The FCC said the agreement followed an investigation by its Enforcement Bureau into allegations Blue Jay enrolled “several thousand” Hawaiian customers into the Lifeline program under the Tribal lands initiative, which provides for higher support of up to an additional $25 per customers per month. Hawaiian Home Lands and the State of Hawaii fall under the Tribal lands initiative, though the FCC investigation found Blue Jay had enrolled customers who did not reside on Hawaiian Home Lands.
Blue Jay, which is eligible to participate in the Lifeline program in 17 states and Puerto Rico, is said to have continued claiming enhanced Tribal support even after it was notified by the Hawaii Public Utilities Commission its requests appeared to exceed the number of households on Hawaiian Home Lands.
“The Lifeline program is vital to millions of consumers in cities, rural areas, and tribal lands who rely upon it every day to connect with loved ones, interview for jobs and contact emergency services,” said FCC Enforcement Bureau Chief Travis LeBlanc, in a statement. “This settlement makes clear that no Lifeline provider should turn a blind eye to potential fraud on the program.”
The $2 million settlement includes a forfeiture of $918,010 in already frozen Lifeline disbursements, and Blue Jay agreeing to develop and implement a compliance plan designed to ensure “procedures are incorporated into its business practices to prevent the enrollment of ineligible Tribal consumers, including the use of an approved software tool to identify and verify the accuracy of consumers’ self-certification of their residency on Tribal Lands.”
FCC Commissioner Ajit Pai took the Blue Jay Wireless case to note continued abuse of the Lifeline program, specifically citing his own suspicions of the telecom operator.
“Today’s consent decree with Blue Jay Wireless for improperly receiving Lifeline subsidies confirms that the FCC’s Lifeline program still contains waste, fraud and abuse,” Pai wrote on the decision. “I can confirm that Blue Jay Wireless is one target of my ongoing investigation and that I flagged further suspicious conduct for the Enforcement Bureau’s investigation earlier this year.

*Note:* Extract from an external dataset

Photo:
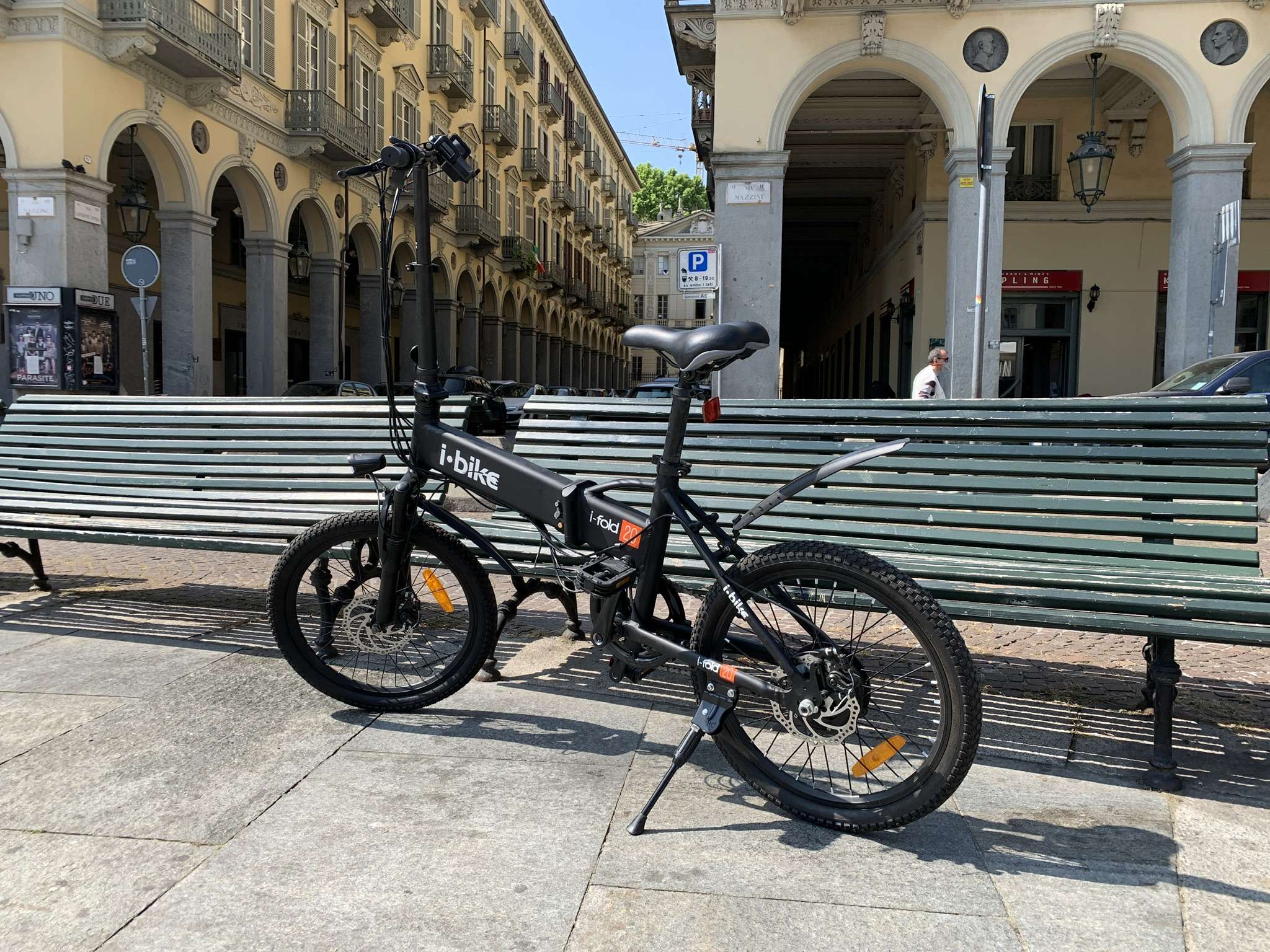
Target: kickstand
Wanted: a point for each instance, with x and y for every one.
(708, 720)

I will continue to work with my colleagues, the Enforcement Bureau, the Inspector General and the Universal Service Administrative Company to end the abuse of taxpayer money by unscrupulous wireless resellers.”

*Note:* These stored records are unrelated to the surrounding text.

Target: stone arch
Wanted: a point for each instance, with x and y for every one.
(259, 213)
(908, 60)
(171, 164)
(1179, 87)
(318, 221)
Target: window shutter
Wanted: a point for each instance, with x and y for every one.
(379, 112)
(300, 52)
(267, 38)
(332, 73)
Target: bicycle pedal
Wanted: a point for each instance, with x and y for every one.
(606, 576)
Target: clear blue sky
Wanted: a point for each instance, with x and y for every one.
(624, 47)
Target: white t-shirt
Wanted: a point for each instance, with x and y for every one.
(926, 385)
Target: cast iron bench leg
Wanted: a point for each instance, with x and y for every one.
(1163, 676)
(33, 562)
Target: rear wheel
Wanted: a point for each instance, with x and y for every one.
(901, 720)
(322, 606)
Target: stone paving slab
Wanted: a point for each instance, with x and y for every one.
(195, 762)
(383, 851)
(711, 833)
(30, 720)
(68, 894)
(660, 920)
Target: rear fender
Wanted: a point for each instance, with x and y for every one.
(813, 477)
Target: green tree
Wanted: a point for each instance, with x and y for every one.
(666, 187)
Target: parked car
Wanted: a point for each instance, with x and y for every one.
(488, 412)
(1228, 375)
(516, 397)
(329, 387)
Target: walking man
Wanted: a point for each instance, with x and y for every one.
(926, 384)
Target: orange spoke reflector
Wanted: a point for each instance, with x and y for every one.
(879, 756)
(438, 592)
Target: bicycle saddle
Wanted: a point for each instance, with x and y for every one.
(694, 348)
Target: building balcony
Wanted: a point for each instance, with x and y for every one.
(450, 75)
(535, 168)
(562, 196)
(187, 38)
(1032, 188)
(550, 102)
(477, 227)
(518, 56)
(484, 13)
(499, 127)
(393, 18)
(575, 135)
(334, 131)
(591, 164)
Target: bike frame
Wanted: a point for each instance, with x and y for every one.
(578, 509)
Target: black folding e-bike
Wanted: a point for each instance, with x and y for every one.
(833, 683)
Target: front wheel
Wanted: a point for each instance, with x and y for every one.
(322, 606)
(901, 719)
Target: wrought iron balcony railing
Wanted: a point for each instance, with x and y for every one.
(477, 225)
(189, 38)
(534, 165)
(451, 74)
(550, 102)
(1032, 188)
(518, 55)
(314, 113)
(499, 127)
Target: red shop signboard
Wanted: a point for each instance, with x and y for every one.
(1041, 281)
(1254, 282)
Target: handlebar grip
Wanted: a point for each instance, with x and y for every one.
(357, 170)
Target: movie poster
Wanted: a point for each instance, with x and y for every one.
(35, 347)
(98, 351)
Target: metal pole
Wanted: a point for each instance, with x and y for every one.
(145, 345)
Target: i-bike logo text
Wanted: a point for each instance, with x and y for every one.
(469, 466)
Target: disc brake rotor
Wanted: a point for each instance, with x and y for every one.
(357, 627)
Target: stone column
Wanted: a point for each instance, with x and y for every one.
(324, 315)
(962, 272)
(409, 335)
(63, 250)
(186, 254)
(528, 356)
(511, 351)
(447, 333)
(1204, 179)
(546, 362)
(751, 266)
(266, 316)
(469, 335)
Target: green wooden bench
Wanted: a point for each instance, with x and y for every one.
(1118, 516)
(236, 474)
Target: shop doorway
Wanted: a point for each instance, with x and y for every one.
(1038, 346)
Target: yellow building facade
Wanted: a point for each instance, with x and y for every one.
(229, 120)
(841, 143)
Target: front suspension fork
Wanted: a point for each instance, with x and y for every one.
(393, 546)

The FCC in April announced a record $51 million fine against Total Call related to the Lifeline program. Total Call was accused of enrolling tens of thousands of “duplicate and ineligible consumers into the Lifeline program” since 2014, receiving approximately $9.7 million in fraudulent payments from the Universal Service Fund despite “repeated and explicit warnings from its own employees, in some cases compliance specialists, that company sales agents were engaged in widespread enrollment fraud.”
The FCC in April also adopted Lifeline program reforms, including the establishment of an independent National Eligibility Verifier to determine the eligibility of consumers enrolling in Lifeline in order to prevent abuses. The proposal also included plans to add broadband connectivity to the program that would make available $9.25 per month to support stand-alone broadband services and bundled voice and data service packages to low-income consumers.